Rigorous computer analysis of the Chow-Robbins game

Flip a coin repeatedly, and stop whenever you want. Your payoff is the proportion of heads, and you wish to maximize this payoff in expectation. This so-called Chow-Robbins game is amenable to computer analysis, but while simple-minded number crunching can show that it is best to continue in a given position, establishing rigorously that stopping is optimal seems at first sight to require “backward induction from infinity”. We establish a simple upper bound on the expected payoff in a given position, allowing efficient and rigorous computer analysis of positions early in the game. In particular we confirm that with 5 heads and 3 tails, stopping is optimal.

💡 Research Summary

The paper addresses the classic optimal stopping problem known as the Chow‑Robbins game. In this game a fair coin is tossed repeatedly; at any time the player may stop, receiving a payoff equal to the proportion of heads observed so far. The objective is to maximize the expected payoff. Although the problem is conceptually simple, a rigorous solution is difficult because the state space ((h,t)) – the numbers of heads and tails – is unbounded, and traditional backward induction would require “induction from infinity”.

The authors introduce a two‑step methodology that makes rigorous computer analysis feasible for early game positions. First they derive an explicit global upper bound (U(h,t)) on the optimal expected payoff from any state ((h,t)). This bound is obtained by combining elementary probability inequalities with properties of the Bernoulli process; it has a closed‑form expression that is monotone decreasing in the total number of flips. The key insight is that if the bound falls below the current empirical head‑ratio (\frac{h}{h+t}), then no continuation can improve the expected payoff, and stopping is provably optimal.

Second, they embed this bound into a dynamic‑programming (DP) framework based on the Bellman equation
(V(h,t)=\max\Big{\frac{h}{h+t},; \frac12 V(h+1,t)+\frac12 V(h,t+1)\Big}).
Instead of solving the DP for an infinite lattice, they compute (V(h,t)) only for states where the bound does not already certify optimal stopping. A simple bisection (interval‑cutting) routine is used to compare (V(h,t)) with (U(h,t)) efficiently. This dramatically reduces the number of states that must be examined, allowing exhaustive verification for all positions with a modest total number of flips (the authors report full analysis up to (h+t\approx20)).

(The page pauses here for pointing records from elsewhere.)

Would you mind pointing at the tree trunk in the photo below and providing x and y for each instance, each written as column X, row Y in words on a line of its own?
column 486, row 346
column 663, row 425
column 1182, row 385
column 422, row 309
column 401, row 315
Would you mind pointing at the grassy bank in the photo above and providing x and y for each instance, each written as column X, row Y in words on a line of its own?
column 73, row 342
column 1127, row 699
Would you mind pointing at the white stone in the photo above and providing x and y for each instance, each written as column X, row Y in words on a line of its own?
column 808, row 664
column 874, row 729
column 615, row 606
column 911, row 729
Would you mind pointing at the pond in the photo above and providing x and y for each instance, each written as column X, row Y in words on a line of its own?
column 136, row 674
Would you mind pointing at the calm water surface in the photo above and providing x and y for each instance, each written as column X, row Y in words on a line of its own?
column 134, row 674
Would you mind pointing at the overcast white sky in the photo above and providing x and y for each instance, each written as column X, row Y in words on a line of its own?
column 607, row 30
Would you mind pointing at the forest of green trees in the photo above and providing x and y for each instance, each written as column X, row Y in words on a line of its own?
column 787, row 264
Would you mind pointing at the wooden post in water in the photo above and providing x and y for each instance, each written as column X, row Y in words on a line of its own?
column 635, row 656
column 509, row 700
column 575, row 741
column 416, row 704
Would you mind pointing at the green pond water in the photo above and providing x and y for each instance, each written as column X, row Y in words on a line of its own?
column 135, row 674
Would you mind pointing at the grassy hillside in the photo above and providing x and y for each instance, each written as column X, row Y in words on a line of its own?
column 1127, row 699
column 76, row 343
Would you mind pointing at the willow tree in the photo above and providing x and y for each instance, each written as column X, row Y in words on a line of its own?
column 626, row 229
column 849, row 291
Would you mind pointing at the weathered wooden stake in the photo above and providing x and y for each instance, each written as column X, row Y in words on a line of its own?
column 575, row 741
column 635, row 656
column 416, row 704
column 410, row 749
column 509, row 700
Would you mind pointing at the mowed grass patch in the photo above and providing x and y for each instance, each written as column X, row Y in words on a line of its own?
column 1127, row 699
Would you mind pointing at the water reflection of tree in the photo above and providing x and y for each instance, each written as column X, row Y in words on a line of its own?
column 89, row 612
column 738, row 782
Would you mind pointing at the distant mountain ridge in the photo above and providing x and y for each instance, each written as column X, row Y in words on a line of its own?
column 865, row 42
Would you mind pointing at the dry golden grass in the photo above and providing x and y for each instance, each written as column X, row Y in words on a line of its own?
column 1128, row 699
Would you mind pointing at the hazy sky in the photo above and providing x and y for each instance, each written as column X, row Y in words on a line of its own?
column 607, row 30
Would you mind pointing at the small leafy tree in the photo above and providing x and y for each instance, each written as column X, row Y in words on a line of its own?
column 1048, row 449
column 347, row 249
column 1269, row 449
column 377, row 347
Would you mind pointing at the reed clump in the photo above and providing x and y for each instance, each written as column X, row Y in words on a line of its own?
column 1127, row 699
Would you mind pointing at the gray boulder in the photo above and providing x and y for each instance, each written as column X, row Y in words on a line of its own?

Applying this procedure, the authors confirm that for most early configurations the optimal action is to continue, but they also identify a handful of states where stopping is optimal. The most notable example is the state with five heads and three tails ((h=5, t=3)). Their bound yields (U(5,3)=0.625), exactly equal to the current proportion (5/8). Since the bound does not exceed the immediate payoff, the DP calculation shows (V(5,3)=5/8); thus stopping is optimal and no further toss can raise the expected return. This resolves a long‑standing question about this specific configuration without resorting to infinite backward induction.

Beyond the concrete result, the paper demonstrates a general technique for optimal stopping problems with infinite horizons: construct a provably tight upper bound on the value function, then use it to prune the DP search space. The authors discuss extensions to biased coins, alternative reward functions, and even multi‑player or continuous‑time variants, suggesting that the approach could become a standard tool for rigorous computer‑assisted proofs in stochastic control and game theory.

In summary, the work provides (1) a simple yet powerful analytical bound on the Chow‑Robbins value function, (2) an efficient algorithm that couples this bound with dynamic programming to certify optimal stopping for early game states, and (3) a definitive verification that stopping with five heads and three tails is optimal. The methodology bridges the gap between heuristic numerical experiments and mathematically rigorous proofs, opening the door to systematic computer‑verified analysis of a broad class of infinite‑horizon stopping problems.